Fortunately for patients and their families, DSM-5 includes an alternative model of PDs that seeks to rectify at least some of the shortcomings of the DSM-IV model. In this brief commentary, I will review some of the limitations of the DSM-IV PD model and how the DSM-5 alternative PD model addresses these problems. Readers are encouraged to consult the DSM-5 for details[3] as well as the rapidly expanding scientific literature on the DSM-5's alternative PD model.[4]

Comorbidity Among PDs

One notable problem with the DSM-IV PD model was comorbidity, or the tendency for patients to simultaneously meet criteria for numerous, putatively distinct disorders. As explained in the DSM-IV Sourcebook,[5] the modal number of PD diagnoses for a patient with at least one PD was a 3-4, using older DSM systems. This resulted in several problems with clinical case conceptualization, because if a patient has 4 diagnoses, which one do we start with and why? The DSM-5 alternative PD model solves this problem through the diagnosis of PD trait specified (PD-TS). If the patient is not a good match to a single and specific DSM-IV PD type (eg, antisocial PD), the clinician records PD-TS and details the patient's clinically important personality features in the chart. For example, a patient may have features of antisocial, narcissistic, histrionic, and borderline PD. Rather than recording all 4 diagnoses, the clinician can record PD-TS and note the mix of antagonistic, grandiose, attention-seeking, and emotionally dysregulated features that become the focus of intervention, tailoring the treatment plan accordingly.

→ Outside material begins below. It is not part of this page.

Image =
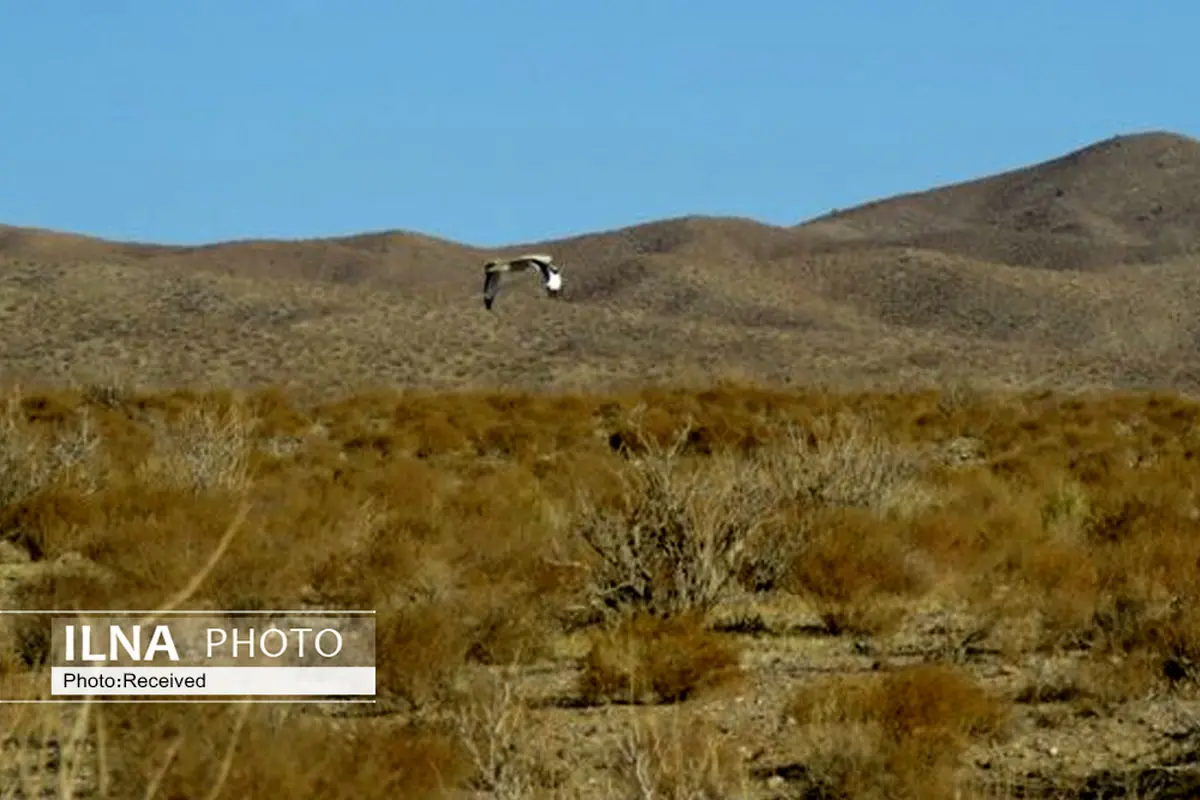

For example, this hypothetical patient may have an inflated and grandiose sense of self that leads him to seek attention from others, with the aim of reinforcing his sense of superiority. Such efforts are probably often thwarted, given that most people don't enjoy the company of people who always want to be the center of attention and think themselves better than the rest of humanity. At these times, the patient may lash out antagonistically, in ways that violate the rights of other people (eg, through physical aggression). The patient then has difficulty managing the resulting emotional and interpersonal turmoil, inasmuch as he wants to connect with others but does not yet understand how his grandiose interpersonal style interferes with establishing meaningful connections. Working toward this understanding with the patient then becomes the focus of the treatment of this patient's PD-TS.